On Monday evening Saturn and Jupiter will be in rare alignment. They will appear closer in the night sky than they have in almost 800 years. They will not appear so close together until 2080.

Google Doodle animated shows Great Conjunction. This is where Saturn and Jupiter get together for a quick high five. The Winter Solstice is the literal “snowcapped” Earth looking at the other planets.

The “Christmas Star of 2020” is also being called the “Great Conjunction”, which involves Saturn and Jupiter.

NASA says that the two planets will be visible just one tenth of degrees apart. This event will not occur again for 60 years, or until 2080.

NASA says that the celestial show will take place nearly 400 years after the planets have passed so close in the sky and almost 800 years since the alignment between Saturn and Jupiter took place at night.
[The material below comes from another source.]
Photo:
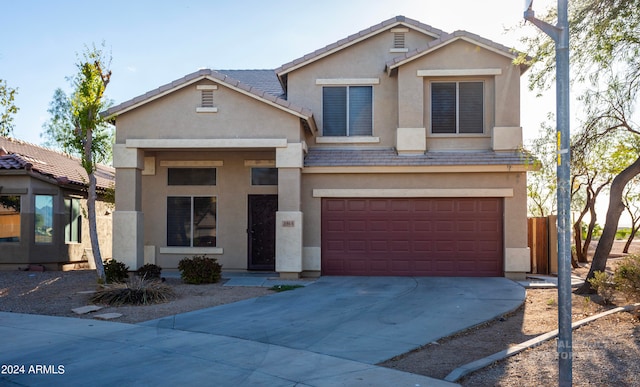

Astronomers believe that the rarest combination between the largest planets of our solar system is Jupiter and Saturn. Every 20 years, Jupiter passes Saturn. Today’s celestial event will be especially close. Saturn and Jupiter will be only one-tenth of degrees apart from our view, or approximately one-fifth of the width of a full Moon. If the weather is good, the planets will be visible in the evening sky.

On March 15, 2080, the planets will be comparable in distance. Debi Prasad, Director of MP Birla planetarium, stated in a statement that the planets will come to an identical physical distance on December 21.